What a glorious thing to obtain a share of such a nature,—the very next best thing to having it oneself! “But all this was not Love,” breaks in my impatient reader. Very true; I admit it in all humility. It was not what you, nor perhaps I, would call by that name; but yet it was all that Annesley Beecher had to offer in that regard.

Have you never remarked the strange and curious efforts made by men who have long lived on narrow fortunes to acquit themselves respectably on succeeding to larger means? They know well enough that they need not pinch and screw and squeeze any longer,—that fortune has enlarged her boundaries, and that they can enter into wider, richer, and pleasanter pasturage,—and yet, for the life of them, they cannot make the venture! or if they do, it is with a sort of convulsive, spasmodic effort far more painful than pleasurable. Their old instincts press heavily upon them, and bear down all the promptings of their present prosperity; they really do not want all these bounties of fate,—they are half crashed by the shower of blessings. So is it precisely with your selfish man in his endeavors to expand into affection, and so was it with Beecher when he tried to be a lover.

Some moralists tell us that, even in the best natures, love is essentially a selfish passion. What amount of egotism, then, does it not include in those who are far—very far—from being “the best”? With all this, let us be just to poor Beecher. Whatever there was of heart about him, she had touched; whatever of good or kind or gentle in his neglected being existed, she had found the way to it. If he were capable of being anything better, she alone could have aided the reformation. If he were not to sink still lower and lower, it was to her helping hand his rescue would be owing.
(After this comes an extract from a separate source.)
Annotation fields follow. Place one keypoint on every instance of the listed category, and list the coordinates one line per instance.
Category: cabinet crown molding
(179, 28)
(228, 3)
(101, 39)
And somehow—though I cannot explain how—he felt and knew this to be the case. He could hear generous sentiments from her, and not deem them hypocrisy. He could listen to words of trust and hopefulness, and yet not smile at her credulity. She had gained that amount of ascendancy over his mind which subjugated all his own prejudices to her influence, and, like all weak natures, he was never so happy as in slavery. Last of all, what a prize it would be to be the husband of the most beautiful woman in Europe! There was a notoriety in that, far above the fame of winning “Derbys” or breaking Roulette Banks; and he pictured to himself how they would journey through the Continent, admired, worshipped, and envied,—for already he had invested himself with the qualities of his future wife, and gloried in the triumphs she was so sure to win.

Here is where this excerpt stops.